しかし「そうです」とは言わない。今となっては公然の秘密になってしまったので忘れがちだが、小猿の存在は秘密なのだ。
「元の住処に……ですか?」
その秘密の深部まで知る三木ヱ門が言うと、八左ヱ門は三木ヱ門に控えめに安堵の笑顔を向けた。
「うん。木下先生の所に、連れて帰る準備ができたって手紙が届いた」
最初の飼い主である、動物の飼育が趣味の国持大名のもとへ戻る――という意味では、勿論、ない。もともと小猿が生息していたという南の国へ帰してやるための準備が整ったと、最終的に小猿の身柄を預けられた、そちらの方面へ伝手がある貿易商から連絡が来たのだろう。
それで思い出した。
喜八郎が掘ったアナンダ二号に落ちている北石を見て何事か黙考している木下に出くわした時、その場で共にタコツボを覗いていた清八が、届け物だと言って南蛮風の封蝋をした手紙を渡していたっけ。あれがきっとその知らせだったんだ。
……もう少し早く先生があれを開封して、小猿は間もなくいなくなると分かっていたら、この騒動は半分くらいの規模で済んでいたような気がする。まあ、いずれにしても、
「良かったですね」
そう口に出すと、三木ヱ門も自然と頬がゆるゆるとほぐれた。小猿の一挙一動で首が寒くなる面々の為だけでなく、突然まったく環境の違う異国へ放り込まれた当の小猿にとっても、生まれ育った場所へ帰れるのは良いことに違いない。
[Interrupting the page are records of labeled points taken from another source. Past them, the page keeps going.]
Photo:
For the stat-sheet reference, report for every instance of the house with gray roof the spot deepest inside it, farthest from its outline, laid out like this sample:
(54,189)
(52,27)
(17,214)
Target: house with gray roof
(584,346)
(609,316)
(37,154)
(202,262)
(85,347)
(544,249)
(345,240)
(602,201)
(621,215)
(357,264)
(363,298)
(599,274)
望んでもいないのに連れて来られた場所で上下左右へたらい回しにされた挙句、束の間の自由を得た二度の脱走もあっという間に終わった小猿の身になってみれば、この地での思い出は決して楽しいものではないだろう。それでも、文次郎に噛み付いてでも取り返そうとしたあの首飾りは大事に抱えていくのだろうけれど。
「異界妖号と清八が合流できたから、馬借特急便でこれから返しに行くんです」
な、と団蔵が開けたままの戸口の方を振り向くと、清八の声はしなかったが、馬が鼻を鳴らす音が聞こえた。
「……もっとも、箱詰めして荷物扱いにする訳にはいかないので私も同道します。なので、ご協力ありがとうございましたとお礼方々、御役御免のお知らせに」
「御典医はおしまいかあ」
伊作が残念そうに言うと、八左ヱ門はもう一度軽く頭を下げ、それから文次郎にも向き直ってぺこりとした。
小猿の隠匿に文次郎が何の役目を負っていたわけでもない。しかし、その低頭に色々な思いが篭っているのを三木ヱ門は感じた。
「竹谷」
「はい」
その気配を知ってか知らずか、文次郎がぶっきらぼうに八左ヱ門を呼び、八左ヱ門はかしこまって顔を上げた。